It could just be lack of exposure (or adventure) on my part, but I’ve become accustomed to (and almost expect), films set in modern day France and featuring black people, to be about immigration, social marginalisation, disaffected black youth… all of which tend to serve up images of grit, grime, poverty… So Jean-Paul Civeyrac’s My Friend Victoria, was something of a surprise.
Set in Paris, the film is based on a Doris Lessing story, Victoria and the Staveneys, and tells the story of Victoria, a young black woman of no remarkable talent, drive or ambition. The story is narrated by Fanny (Nadia Moussa), Victoria’s literature devouring adopted sister and friend, and starts when Victoria is 8 years old and has to spend a night in the home of a white, liberal, middle-class family. That one night, which is easily forgotten by the family, has a profound effect on Victoria, bordering on obsession. Her next contact with the family is several years later with the younger son, with whom she has an affair the summer before he goes away to university in the US. This short, affectionate but not particularly passionate affair results in a child, Marie, who is welcomed into the family at around the same age that Victoria was when she first met them.
What is remarkable about this film is its ability to remain engaging despite its lack of drama or overt tension.
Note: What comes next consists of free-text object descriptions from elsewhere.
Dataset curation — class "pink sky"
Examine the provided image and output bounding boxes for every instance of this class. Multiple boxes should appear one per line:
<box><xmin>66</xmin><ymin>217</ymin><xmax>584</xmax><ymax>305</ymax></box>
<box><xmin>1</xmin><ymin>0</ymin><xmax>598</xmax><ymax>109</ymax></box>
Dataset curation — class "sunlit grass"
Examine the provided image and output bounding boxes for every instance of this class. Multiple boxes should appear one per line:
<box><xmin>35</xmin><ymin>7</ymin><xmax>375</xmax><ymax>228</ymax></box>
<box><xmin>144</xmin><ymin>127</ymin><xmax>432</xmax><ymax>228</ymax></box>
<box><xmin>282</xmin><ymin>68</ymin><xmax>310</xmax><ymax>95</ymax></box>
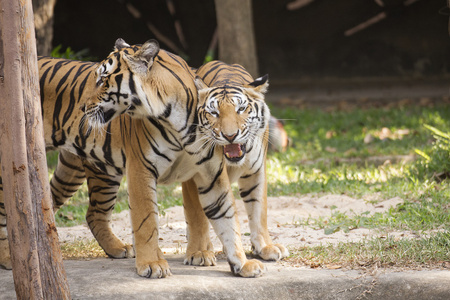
<box><xmin>287</xmin><ymin>231</ymin><xmax>450</xmax><ymax>269</ymax></box>
<box><xmin>49</xmin><ymin>103</ymin><xmax>450</xmax><ymax>265</ymax></box>
<box><xmin>60</xmin><ymin>240</ymin><xmax>106</xmax><ymax>260</ymax></box>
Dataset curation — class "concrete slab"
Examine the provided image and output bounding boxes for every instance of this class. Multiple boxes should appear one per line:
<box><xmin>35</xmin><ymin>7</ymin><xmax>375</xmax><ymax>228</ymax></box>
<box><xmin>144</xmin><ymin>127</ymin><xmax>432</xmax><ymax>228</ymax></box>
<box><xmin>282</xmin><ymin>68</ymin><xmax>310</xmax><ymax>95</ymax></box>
<box><xmin>1</xmin><ymin>256</ymin><xmax>449</xmax><ymax>299</ymax></box>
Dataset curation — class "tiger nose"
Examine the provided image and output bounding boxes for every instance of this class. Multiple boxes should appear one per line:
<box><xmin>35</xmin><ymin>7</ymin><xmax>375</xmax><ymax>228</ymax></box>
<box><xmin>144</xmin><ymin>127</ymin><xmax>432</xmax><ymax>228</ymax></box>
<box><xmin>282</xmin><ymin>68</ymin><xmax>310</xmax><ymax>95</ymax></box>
<box><xmin>223</xmin><ymin>132</ymin><xmax>237</xmax><ymax>143</ymax></box>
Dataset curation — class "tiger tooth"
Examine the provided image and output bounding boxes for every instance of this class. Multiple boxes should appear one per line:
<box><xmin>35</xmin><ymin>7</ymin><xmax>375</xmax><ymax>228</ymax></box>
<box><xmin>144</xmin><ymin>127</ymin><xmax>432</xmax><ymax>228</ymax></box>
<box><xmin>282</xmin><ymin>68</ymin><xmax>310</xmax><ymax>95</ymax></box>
<box><xmin>225</xmin><ymin>152</ymin><xmax>230</xmax><ymax>158</ymax></box>
<box><xmin>239</xmin><ymin>150</ymin><xmax>243</xmax><ymax>157</ymax></box>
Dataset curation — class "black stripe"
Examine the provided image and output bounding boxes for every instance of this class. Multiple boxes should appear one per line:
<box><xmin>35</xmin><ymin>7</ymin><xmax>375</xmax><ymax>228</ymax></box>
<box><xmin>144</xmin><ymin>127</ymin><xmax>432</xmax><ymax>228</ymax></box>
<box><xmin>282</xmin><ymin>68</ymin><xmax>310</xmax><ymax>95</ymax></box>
<box><xmin>198</xmin><ymin>162</ymin><xmax>224</xmax><ymax>195</ymax></box>
<box><xmin>240</xmin><ymin>184</ymin><xmax>259</xmax><ymax>198</ymax></box>
<box><xmin>55</xmin><ymin>65</ymin><xmax>75</xmax><ymax>94</ymax></box>
<box><xmin>203</xmin><ymin>192</ymin><xmax>227</xmax><ymax>219</ymax></box>
<box><xmin>195</xmin><ymin>145</ymin><xmax>215</xmax><ymax>165</ymax></box>
<box><xmin>49</xmin><ymin>60</ymin><xmax>68</xmax><ymax>83</ymax></box>
<box><xmin>243</xmin><ymin>198</ymin><xmax>259</xmax><ymax>203</ymax></box>
<box><xmin>102</xmin><ymin>123</ymin><xmax>114</xmax><ymax>166</ymax></box>
<box><xmin>52</xmin><ymin>173</ymin><xmax>84</xmax><ymax>187</ymax></box>
<box><xmin>58</xmin><ymin>154</ymin><xmax>84</xmax><ymax>174</ymax></box>
<box><xmin>155</xmin><ymin>58</ymin><xmax>194</xmax><ymax>131</ymax></box>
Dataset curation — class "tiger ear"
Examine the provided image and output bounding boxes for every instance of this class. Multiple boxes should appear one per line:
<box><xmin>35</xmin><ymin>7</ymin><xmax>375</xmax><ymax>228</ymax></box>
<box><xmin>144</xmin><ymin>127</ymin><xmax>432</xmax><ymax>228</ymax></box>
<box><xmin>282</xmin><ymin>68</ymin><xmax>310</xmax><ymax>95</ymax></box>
<box><xmin>124</xmin><ymin>39</ymin><xmax>160</xmax><ymax>75</ymax></box>
<box><xmin>246</xmin><ymin>74</ymin><xmax>269</xmax><ymax>95</ymax></box>
<box><xmin>114</xmin><ymin>38</ymin><xmax>130</xmax><ymax>50</ymax></box>
<box><xmin>195</xmin><ymin>77</ymin><xmax>208</xmax><ymax>90</ymax></box>
<box><xmin>195</xmin><ymin>77</ymin><xmax>211</xmax><ymax>104</ymax></box>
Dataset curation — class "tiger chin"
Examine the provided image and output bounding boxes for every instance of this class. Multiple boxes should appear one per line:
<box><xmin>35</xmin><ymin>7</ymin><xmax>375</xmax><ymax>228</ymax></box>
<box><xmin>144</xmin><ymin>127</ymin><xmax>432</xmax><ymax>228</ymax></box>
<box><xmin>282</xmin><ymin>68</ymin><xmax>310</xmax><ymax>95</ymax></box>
<box><xmin>182</xmin><ymin>61</ymin><xmax>289</xmax><ymax>268</ymax></box>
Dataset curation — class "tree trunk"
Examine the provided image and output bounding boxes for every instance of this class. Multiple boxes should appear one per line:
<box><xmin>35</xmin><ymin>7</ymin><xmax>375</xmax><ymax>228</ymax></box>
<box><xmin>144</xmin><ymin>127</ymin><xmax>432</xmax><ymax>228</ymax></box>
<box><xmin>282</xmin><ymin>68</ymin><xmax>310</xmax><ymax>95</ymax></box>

Victoria seems to get the boy (twice, at least), gets jobs (several, in fact, none of which she seems particularly fond of or committed to), and what little family she does have, loves her completely and unconditionally. However, with Victoria (Guslagie Malanda) portrayed weightlessly as an outsider, a loner, and drifter, of sorts, there’s a pervading sense of pathos and melancholy – thanks, in no small part to Fanny’s third party narration both bridging and emphasising the distance between audience and subject, even as it seeks to delve into her most personal life.
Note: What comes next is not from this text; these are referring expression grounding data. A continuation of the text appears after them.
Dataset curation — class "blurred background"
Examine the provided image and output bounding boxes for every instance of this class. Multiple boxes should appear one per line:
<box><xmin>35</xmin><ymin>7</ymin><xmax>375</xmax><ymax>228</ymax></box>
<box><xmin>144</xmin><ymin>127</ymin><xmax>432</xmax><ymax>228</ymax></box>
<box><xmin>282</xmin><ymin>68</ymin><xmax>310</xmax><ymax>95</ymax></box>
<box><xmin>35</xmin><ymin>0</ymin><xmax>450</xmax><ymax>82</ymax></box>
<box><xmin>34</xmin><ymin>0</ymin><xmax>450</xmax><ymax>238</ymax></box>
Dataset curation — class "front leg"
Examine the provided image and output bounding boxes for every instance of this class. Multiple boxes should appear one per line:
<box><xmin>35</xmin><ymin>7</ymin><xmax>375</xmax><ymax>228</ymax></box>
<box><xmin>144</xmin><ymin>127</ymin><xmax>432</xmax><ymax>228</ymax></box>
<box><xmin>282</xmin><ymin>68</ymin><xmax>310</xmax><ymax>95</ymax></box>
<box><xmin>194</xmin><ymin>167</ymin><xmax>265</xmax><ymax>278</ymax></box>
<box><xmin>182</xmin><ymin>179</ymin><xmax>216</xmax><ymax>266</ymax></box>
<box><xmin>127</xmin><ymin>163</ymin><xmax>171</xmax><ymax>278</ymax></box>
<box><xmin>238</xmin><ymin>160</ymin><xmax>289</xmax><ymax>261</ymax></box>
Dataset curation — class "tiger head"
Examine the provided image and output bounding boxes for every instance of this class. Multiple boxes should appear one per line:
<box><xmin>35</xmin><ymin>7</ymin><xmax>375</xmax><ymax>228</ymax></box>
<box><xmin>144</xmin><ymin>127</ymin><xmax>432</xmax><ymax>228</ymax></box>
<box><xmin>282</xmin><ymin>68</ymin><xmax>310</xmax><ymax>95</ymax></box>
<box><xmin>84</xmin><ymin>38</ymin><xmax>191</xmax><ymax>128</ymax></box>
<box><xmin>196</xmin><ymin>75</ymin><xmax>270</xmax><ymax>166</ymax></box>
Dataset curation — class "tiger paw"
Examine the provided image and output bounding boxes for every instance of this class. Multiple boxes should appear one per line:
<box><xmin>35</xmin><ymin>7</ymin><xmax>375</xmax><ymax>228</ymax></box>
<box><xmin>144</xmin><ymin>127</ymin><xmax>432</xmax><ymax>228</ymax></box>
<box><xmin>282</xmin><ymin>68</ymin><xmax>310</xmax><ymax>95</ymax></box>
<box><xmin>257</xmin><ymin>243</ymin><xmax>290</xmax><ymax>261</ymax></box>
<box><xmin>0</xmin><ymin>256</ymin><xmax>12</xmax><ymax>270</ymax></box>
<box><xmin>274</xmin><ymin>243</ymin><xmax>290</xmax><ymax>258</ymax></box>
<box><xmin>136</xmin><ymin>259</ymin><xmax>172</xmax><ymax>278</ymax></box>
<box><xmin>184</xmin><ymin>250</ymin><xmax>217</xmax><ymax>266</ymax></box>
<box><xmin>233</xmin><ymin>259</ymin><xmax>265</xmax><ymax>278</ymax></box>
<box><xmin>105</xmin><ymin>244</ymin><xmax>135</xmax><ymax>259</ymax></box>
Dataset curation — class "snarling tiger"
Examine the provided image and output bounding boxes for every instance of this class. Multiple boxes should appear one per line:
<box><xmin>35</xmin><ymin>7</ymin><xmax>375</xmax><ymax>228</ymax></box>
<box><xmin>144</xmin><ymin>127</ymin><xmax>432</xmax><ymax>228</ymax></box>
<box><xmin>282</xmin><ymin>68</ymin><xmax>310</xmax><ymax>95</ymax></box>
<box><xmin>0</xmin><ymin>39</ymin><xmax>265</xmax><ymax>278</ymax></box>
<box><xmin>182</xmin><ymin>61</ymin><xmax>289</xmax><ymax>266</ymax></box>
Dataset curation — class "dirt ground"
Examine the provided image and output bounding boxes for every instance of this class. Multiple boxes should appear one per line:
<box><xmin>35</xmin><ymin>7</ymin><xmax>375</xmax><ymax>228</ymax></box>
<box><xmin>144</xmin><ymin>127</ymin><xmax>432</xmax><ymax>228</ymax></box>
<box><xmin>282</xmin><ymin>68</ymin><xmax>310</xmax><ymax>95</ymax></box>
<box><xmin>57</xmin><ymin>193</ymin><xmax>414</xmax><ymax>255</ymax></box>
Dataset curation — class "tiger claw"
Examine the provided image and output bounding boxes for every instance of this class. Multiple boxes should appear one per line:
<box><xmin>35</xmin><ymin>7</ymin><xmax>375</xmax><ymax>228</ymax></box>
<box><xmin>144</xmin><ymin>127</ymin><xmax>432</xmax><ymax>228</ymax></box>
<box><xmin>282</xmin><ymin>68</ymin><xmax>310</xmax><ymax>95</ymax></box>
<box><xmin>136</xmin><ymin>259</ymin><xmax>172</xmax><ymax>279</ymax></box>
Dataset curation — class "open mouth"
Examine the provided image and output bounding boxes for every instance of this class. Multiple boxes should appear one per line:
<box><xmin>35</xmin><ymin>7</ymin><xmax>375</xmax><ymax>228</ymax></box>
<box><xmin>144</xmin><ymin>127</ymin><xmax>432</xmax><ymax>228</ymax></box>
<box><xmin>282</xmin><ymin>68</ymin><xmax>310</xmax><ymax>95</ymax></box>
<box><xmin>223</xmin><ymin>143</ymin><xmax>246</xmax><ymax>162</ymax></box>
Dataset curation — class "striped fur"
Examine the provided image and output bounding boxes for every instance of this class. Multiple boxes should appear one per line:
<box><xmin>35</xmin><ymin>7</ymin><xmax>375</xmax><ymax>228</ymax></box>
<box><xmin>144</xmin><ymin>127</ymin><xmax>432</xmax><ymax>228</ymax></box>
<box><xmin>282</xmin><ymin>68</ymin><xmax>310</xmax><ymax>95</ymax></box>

Rather than a character study, the film is a subtle and well-observed critique on class, identity and race in Paris. The open minds and arms of the liberal white family who warmly embrace Victoria and their new-found daughter/niece/grand-daughter, isn’t totally devoid of casual, even if unintentional, racism, and highlights the gulf between those who can afford the luxury of dipping into urban life (both literally in terms of culture and conurbation) in order to find a sense of grounding, social responsibility and awareness, and those who have no choice but to go with the flow, whether swimming or floating.
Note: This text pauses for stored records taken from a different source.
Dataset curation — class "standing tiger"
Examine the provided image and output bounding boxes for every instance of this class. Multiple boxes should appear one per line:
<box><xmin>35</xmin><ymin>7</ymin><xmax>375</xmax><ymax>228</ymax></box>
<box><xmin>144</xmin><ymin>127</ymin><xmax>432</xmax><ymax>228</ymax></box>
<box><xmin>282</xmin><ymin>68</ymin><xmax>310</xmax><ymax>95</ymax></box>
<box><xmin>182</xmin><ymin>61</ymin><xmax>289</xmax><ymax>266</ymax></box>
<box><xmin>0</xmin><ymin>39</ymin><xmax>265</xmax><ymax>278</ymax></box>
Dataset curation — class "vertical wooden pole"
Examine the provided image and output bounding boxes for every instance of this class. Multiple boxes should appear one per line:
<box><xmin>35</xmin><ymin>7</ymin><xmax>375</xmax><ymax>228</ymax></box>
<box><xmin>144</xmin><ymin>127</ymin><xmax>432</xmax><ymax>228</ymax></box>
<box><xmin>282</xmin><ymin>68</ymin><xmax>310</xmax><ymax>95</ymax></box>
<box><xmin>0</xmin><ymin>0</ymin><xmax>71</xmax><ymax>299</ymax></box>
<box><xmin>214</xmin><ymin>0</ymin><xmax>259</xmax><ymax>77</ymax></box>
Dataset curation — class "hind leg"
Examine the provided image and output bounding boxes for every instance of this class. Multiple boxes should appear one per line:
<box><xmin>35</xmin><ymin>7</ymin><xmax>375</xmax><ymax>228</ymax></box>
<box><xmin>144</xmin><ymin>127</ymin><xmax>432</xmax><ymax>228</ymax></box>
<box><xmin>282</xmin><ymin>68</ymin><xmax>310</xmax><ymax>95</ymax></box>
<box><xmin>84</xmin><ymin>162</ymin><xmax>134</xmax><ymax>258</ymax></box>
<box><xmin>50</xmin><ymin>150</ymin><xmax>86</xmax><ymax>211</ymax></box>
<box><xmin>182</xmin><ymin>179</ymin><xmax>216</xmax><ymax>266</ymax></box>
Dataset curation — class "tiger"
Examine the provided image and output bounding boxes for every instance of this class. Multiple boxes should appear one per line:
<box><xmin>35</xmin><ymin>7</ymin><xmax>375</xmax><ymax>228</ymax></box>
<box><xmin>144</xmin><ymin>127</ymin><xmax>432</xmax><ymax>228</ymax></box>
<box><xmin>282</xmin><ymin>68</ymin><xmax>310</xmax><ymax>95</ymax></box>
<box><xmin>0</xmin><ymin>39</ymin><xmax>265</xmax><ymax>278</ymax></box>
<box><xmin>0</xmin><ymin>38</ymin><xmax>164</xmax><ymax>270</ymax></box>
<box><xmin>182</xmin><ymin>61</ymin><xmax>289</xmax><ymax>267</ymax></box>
Whilst far from being your typical white saviour film (the family here is way too self-aware and anxious not to be seen as such), there is a sense that willingly accepting, or even actively seeking out, the affections of white society is any black persons best hope of finding comfort in modern day France, even if only for your kids (in Victoria’s case), if not yourself (as in Fanny’s). Although a loving black intra-racial relationship is portrayed, the best and most lasting alternative to white affection and acceptance would seem to be an altogether more gritty, passionate attitude of anger and attrition, as glimpsed very briefly in the teenaged Sekou (Fanny’s brother) and his friends, who seemed to be visiting from a different kind of French film altogether – one populated with disaffected black youth, in a milieu of grit, grime, poverty and the threat of social unrest.
My Friend Victoria screens at London Film Festival on the 10th, 12th and 15th October.